Über die QTE-Elemente kann man sicher streiten. Auch um die große Kampflastigkeit des 1. Teils. Aber man hat die richtigen Hebel umgelegt um ein 20 Jahre alten Charakter und Setting/Szenario behutsam in die Neuzeit zu hieven und an diese anzupassen.


----------



## LOX-TT (5. März 2016)

stevem schrieb:


> Ich würde ja schon sagen das Medal of Honor (2010) die Serie gekillt hat, den das Spiel ist einfach nur ein schlechter Witz, alleine schon die Charkatere/Soldaten im eigenen Team sehen alle gleich aus.



den Reboot fand ich schon ne Ecke besser als Warfighter


----------



## MichaelG (5. März 2016)

LOX-TT schrieb:


> die letzten 2 Red Faction Spiele fand ich eigentlich ganz nett, besonders die Zerstörungsmechanik.
> 
> Bei allen anderen Titeln stimm ich zu
> 
> was mir noch einfallen würde, wäre Call of Juarez: The Cartel, das war einfach nur scheiße. Mit Gunslinger hat man dann aber wieder etwas die Kurve gekriegt



Wobei Gunslinger nur eine Art Blooddragon wie bei FC3 ist. Ein kleinerer Stand-Alone-Ableger. Was fehlt ist ein richtiges CoJ 3 im Wilden Westen. Im Stil der ersten beiden Teile. The Cartel hatte interessante Ansätze (private Interessen neben den beruflichen durchzusetzen z.B., auch wenn diese miteinander kollidieren ohne sich erwischen zu lassen, unterschiedliche spielbare Charaktere) aber a) paßte der Teil als Neuzeit nicht als CoJ in die Reihe, b) sind die Ansätze in einer strunzblöden Umsetzung komplett versandet.


----------



## Neawoulf (5. März 2016)

Bin ich denn wirklich der Einzige, der sowohl ältere Ultima-Teile, als auch Ultima IX toll fand? Klar, es war extrem buggy (ich konnte kaum 30 Sekunden mit dem Schiff in manchen Gegenden fahren, ohne dass das Spiel abstürzte, und 30 Sekunden sind noch optimistisch), aber insgesamt, die Atmosphäre, das Weltdesign usw. fand ich damals großartig. Dazu noch der schöne Soundtrack ... das konnte mir selbst der deutsche Synchronsprecher von David Hasselhoff nicht kaputtmachen.
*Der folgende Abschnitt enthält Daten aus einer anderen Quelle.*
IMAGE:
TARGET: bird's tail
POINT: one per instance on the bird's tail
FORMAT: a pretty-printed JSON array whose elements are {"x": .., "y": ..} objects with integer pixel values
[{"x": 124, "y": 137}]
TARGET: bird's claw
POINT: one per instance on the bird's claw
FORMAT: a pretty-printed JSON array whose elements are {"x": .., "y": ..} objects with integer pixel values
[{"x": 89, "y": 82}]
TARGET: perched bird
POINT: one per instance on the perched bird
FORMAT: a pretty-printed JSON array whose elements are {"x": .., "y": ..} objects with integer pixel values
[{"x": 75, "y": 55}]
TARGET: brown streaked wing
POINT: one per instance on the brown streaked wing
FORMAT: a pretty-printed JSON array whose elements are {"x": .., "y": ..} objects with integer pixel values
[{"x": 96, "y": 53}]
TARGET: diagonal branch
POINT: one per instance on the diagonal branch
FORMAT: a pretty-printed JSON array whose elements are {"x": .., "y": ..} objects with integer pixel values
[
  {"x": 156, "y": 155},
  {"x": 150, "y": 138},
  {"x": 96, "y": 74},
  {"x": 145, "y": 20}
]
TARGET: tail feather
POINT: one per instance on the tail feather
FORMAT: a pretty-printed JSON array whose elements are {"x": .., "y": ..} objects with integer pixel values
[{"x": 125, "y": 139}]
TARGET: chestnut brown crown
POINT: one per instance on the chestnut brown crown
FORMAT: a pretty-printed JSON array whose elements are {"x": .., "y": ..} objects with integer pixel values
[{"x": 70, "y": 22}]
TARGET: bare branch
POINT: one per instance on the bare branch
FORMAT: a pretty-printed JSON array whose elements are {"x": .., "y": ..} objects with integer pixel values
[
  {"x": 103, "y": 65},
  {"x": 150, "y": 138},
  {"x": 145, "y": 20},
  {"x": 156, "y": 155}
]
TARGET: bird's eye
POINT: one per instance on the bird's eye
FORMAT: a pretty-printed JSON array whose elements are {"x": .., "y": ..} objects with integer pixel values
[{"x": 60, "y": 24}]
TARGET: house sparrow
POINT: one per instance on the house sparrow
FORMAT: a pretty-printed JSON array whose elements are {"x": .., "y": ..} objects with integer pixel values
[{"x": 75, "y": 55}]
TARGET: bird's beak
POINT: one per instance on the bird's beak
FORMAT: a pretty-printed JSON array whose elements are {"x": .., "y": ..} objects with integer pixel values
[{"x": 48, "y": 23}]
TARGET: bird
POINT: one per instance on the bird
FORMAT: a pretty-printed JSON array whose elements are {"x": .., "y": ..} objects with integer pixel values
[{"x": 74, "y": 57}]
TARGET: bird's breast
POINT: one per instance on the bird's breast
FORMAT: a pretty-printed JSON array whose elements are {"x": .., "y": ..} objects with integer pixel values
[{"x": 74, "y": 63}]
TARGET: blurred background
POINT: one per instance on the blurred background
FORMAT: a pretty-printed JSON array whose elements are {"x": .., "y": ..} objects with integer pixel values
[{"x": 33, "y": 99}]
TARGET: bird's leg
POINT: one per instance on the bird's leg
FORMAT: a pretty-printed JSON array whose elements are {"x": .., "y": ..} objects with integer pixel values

Für mich persönlich war The Witcher 2 eher so ein Spiel. Nicht, weil es ein schlechtes Spiel war (ganz im Gegenteil), aber ich mochte vor allem Teil 1 gerne, weil es noch so einen Hauch von Oldschool-Feeling hatte mit der Neverwinter Nights 2 Engine. Dieses Feeling ging mit Teil 2 und auch Teil 3 irgendwie verloren.

World of Warcraft hat wohl der Warcraft-Strategie-Reihe den Rest gegeben. Das Spiel war anscheinend so erfolgreich, dass Blizzard keine Notwendigkeit mehr gesehen hat, ein Warcraft 4 zu basteln, was ich sehr schade finde. Ich mochte Warcraft 2 und 3 sehr gerne, könnte mir aber vorstellen, dass ein heutzutage produziertes Warcraft 4 für einen "alten Mann" wie mich einfach zu hektisch wäre und zu sehr von den ganzen MOBAs beeinflusst. Das Problem hatte ich schon mit Starcraft 2, das scheinbar ausschließlich auf Klicks pro Minute ausgerichtet war.

Monkey Island 4 hat meiner Meinung nach auch sämtlichen Lucas Arts Adventures einen letzten Tritt gegeben. Das Spiel war spielerisch (vor allem, was die Steuerung angeht) nur unterer Durchschnitt und inhaltlich größtenteils lieblos. Die Optik hat mir, nach den schönen handgezeichneten Grafiken aus den älteren Adventures von Lucas Arts, auch nicht wirklich gefallen.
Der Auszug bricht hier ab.